There was a fear too, he says, that the project would fail and be condemned as a waste of taxpayers’ money. “There was only one thing this community buyout was going to bring to Morvern and that was notoriety,” he concludes.
But beyond the divisions was the issue of capacity. When a Killundine buyout was first mooted, MCDC was asked to get involved.
Jane Stuart-Smith, its chair, says it fully supported the bid – but could not take it on because it already had too much to do. That includes building the UK’s biggest community hydro-electricity scheme, new housing, and a village hub, and running the petrol pumps and yacht facilities.
Stuart-Smith says in remote areas with small populations, the pool of people able and willing run schemes to benefit the community is limited, while those areas are often most in need.
“Small communities are very lucky if they have enough volunteers who have the time and can take time from earning their livings,” she says, adding that some suffer “burnout”.
For her, what makes MCDC’s success possible is its project officer, paid for by Highlands and Islands Enterprise.
If the woodland company had had something similar it could have made a difference.

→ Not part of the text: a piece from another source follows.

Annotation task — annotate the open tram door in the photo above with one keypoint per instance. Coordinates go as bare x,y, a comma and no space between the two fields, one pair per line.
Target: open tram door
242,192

Firth says: “If we had had the resources two years or a year ago we could have got the message across and sold the idea.”
He is still sure despite it all that MCW would have had the capacity to run Killundine successfully, but agrees it was a reasonable concern that it would take a lot of local people’s time.
“It makes sense to build up to bigger projects – you need a body that has built up the recognition in doing it,” he says. “Another group comes along that hasn’t done it before, and it’s seen as yet another thing… taking more resources out of the community.”